Psychological Issues in Eyewitness IdentificationWhy do police officers, investigators, prosecutors, judges, and others with an interest in eliciting accurate memory-based testimony need to inform themselves of the research literature in experimental psychology that addresses the question of witness memory? The answer is straightforward, from the perspective of a simple cost/benefit analysis. As with so many matters in the administration of public funds, effectiveness holds important rewards. Those who investigate crimes and decide which line of investigation to pursue and which line to postpone or set aside, necessarily make judgments about the likely guilt of suspects based on the information at hand. If they can make these judgments with a high degree of accuracy, everyone benefits.
For many cases eyewitness identification is an important component of evidence, prosecution, and plea negotiation. If witness identification is correctly implemented, investigators and prosecutors can make their judgments effectively, and focus their resources more efficiently. A major component of effectiveness requires avoiding expending scarce resources on erroneous prosecutions. It is in everyone's interest to make the best use of the memory of witnesses: to preserve it without changing it; to render it maximally accessible; to provide an environment in which witnesses feel free to report their recollections; and to accurately assess the probable validity of the witness's report, regardless of the witness's certainty or doubts about its accuracy.

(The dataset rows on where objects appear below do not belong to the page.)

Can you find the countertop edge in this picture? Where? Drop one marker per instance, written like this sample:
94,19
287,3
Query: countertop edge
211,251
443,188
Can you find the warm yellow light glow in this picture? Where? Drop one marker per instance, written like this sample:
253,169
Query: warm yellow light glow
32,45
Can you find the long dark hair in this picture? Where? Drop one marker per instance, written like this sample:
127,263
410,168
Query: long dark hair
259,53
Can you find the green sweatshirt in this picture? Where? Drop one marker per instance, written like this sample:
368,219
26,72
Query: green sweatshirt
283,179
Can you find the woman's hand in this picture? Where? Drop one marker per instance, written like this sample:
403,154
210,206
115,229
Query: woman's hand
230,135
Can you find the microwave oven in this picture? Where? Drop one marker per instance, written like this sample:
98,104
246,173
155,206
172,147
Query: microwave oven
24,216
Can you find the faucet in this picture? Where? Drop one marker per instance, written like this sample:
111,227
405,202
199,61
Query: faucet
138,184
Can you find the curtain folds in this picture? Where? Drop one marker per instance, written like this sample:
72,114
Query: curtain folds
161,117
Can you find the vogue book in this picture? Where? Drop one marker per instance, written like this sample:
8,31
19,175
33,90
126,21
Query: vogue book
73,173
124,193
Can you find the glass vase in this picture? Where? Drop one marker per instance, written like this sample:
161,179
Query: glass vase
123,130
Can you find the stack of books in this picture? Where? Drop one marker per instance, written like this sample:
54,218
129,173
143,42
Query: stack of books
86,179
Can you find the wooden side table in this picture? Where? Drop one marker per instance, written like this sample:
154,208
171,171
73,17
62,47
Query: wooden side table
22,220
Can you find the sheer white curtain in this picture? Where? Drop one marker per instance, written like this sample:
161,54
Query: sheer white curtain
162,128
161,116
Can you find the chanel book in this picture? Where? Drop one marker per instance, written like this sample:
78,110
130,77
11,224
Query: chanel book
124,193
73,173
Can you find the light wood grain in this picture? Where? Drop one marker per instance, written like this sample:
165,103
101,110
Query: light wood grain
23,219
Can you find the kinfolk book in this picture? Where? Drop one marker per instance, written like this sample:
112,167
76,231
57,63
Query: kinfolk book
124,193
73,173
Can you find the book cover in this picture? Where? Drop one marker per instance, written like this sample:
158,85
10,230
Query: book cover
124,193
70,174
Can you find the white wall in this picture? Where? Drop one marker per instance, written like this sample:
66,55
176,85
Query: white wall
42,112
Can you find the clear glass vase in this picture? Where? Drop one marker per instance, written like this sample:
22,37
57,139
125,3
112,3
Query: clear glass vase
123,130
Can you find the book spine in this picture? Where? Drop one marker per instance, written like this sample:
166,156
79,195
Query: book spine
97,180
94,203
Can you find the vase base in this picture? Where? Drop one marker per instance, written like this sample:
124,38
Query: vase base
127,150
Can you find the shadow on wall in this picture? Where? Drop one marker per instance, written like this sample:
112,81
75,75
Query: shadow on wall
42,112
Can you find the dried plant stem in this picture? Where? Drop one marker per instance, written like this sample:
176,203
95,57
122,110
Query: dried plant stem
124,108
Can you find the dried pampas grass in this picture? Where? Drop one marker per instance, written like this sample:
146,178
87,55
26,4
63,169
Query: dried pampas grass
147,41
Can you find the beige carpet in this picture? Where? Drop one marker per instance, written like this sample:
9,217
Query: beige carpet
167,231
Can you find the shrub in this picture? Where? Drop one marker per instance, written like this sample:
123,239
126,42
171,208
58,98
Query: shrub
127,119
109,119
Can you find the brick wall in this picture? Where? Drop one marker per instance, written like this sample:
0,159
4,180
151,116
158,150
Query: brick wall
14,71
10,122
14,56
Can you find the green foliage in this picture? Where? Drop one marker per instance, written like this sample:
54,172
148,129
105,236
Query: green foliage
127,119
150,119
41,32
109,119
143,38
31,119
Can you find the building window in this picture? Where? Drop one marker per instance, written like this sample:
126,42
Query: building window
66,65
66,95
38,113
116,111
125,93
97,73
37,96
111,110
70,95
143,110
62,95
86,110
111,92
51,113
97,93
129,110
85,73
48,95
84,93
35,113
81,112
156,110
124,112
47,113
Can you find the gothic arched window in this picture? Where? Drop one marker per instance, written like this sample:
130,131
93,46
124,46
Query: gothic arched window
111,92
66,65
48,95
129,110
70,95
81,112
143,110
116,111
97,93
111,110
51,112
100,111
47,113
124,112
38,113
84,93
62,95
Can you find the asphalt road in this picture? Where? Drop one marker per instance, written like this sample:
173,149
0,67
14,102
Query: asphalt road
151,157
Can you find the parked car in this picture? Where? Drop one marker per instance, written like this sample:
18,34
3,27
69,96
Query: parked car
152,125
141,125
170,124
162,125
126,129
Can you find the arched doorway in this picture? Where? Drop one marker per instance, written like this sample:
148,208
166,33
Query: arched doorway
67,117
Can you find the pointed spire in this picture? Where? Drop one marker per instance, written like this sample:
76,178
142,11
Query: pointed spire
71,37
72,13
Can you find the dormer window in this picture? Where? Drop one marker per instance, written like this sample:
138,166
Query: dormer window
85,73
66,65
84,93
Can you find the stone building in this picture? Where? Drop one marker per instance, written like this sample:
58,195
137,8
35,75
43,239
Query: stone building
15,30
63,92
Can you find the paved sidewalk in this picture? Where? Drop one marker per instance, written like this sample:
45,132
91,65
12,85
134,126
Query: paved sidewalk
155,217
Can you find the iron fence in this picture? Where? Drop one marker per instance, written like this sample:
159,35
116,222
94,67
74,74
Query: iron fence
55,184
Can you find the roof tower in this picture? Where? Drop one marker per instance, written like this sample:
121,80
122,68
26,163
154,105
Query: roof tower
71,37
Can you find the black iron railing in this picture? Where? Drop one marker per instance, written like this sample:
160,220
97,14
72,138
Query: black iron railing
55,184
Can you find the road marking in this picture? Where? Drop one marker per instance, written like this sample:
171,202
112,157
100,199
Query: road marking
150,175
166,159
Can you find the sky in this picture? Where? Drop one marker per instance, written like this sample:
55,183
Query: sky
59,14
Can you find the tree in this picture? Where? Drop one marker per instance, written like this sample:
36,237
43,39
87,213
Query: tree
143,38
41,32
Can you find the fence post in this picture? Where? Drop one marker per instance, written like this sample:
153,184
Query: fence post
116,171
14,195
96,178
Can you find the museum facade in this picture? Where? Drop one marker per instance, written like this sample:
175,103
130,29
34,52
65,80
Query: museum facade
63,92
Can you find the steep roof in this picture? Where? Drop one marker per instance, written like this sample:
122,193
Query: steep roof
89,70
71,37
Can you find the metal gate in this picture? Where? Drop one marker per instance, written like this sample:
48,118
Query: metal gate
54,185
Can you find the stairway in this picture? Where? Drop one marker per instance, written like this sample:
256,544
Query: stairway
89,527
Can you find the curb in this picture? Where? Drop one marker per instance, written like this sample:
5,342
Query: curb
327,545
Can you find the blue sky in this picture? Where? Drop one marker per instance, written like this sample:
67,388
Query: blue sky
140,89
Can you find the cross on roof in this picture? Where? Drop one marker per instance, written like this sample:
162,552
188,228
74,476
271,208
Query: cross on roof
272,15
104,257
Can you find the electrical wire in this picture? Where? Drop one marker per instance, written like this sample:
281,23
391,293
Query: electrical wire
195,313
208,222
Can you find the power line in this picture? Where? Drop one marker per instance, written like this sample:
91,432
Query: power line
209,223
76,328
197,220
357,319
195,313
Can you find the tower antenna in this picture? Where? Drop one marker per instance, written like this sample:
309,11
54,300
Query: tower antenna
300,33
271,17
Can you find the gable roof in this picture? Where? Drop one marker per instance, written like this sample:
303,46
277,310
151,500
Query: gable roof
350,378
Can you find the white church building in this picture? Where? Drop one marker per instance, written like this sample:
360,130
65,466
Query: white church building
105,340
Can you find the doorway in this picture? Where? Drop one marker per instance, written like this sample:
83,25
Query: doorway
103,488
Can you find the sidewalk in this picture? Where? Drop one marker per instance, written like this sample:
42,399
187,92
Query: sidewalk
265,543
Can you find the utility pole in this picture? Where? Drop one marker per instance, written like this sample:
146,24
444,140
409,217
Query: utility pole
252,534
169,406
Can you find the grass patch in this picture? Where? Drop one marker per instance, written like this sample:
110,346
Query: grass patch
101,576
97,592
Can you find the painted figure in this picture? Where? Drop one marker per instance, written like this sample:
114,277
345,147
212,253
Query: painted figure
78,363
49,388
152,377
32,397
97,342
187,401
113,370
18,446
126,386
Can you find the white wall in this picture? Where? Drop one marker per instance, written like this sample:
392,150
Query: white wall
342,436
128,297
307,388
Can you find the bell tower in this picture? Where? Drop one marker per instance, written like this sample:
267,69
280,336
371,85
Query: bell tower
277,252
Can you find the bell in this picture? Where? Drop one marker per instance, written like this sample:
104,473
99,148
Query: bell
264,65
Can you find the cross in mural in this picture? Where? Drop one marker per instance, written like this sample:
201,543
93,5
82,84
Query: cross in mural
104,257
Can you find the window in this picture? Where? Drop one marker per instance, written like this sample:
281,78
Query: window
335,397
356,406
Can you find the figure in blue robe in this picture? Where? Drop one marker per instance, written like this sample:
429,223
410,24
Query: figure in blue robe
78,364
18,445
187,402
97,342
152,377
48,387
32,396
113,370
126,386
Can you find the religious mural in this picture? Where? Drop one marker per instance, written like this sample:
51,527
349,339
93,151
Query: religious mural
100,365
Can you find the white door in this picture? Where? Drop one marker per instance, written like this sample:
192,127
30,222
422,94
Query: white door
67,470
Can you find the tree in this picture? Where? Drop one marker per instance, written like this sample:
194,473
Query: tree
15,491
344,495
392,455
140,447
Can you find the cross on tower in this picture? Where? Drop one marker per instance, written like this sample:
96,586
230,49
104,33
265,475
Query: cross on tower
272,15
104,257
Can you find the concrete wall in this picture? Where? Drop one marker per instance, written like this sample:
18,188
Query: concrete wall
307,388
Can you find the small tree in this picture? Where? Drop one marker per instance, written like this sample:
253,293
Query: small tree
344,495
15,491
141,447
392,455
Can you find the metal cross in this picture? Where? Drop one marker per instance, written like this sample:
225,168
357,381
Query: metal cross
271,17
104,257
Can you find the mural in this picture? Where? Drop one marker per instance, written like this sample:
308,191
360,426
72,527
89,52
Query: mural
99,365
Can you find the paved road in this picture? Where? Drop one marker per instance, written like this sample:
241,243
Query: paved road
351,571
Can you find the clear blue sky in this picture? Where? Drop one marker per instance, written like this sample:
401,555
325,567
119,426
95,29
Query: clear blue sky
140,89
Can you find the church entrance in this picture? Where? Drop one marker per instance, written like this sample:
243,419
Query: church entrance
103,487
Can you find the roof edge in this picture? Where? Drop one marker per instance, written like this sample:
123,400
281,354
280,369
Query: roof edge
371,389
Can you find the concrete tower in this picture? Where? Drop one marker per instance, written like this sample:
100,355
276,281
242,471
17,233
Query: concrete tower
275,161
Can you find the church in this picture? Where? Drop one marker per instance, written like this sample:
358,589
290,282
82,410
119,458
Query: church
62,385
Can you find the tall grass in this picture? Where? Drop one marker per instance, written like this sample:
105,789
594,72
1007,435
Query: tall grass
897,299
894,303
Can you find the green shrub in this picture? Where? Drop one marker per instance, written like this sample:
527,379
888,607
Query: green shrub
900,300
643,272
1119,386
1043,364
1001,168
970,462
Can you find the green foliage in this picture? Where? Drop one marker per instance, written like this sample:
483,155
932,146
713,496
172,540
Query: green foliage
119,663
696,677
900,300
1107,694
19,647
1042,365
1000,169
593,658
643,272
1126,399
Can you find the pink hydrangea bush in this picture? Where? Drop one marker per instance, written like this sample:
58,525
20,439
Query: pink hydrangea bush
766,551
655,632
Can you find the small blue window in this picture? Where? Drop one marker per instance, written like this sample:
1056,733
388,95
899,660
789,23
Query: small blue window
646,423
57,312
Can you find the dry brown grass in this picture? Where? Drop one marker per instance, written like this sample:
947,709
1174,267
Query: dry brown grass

This volume gathers evidence from various research domains on eyewitness testimony. Although many of the studies discussed deal with eyewitness identification, it is noteworthy that many of them also touch upon other areas of concern to eyewitness researchers, including chapters on:
*voice recognition by humans and computers, with particularly detailed instructions on conducting voice "lineup,"
*differential aspects of recognition memory in children,
*elderly eyewitness' memory,
*problems of cross-racial identification,
*psychological aspects of facial image reconstruction techniques,
*particular benefits of reinstating context as a means to improve eyewitness memory,
*problems associated with various research paradigms in the eyewitness arena, and
*recommendations on how to conduct lineups and photospreads and their proper evaluation.
Differentiated from other literature on this topic by its non-technical language and accessibility to non-professionals, this volume covers a great deal of ground, raises a host of questions, settles some others, and points the way to more effective use and evaluation of what eyewitnesses have to say.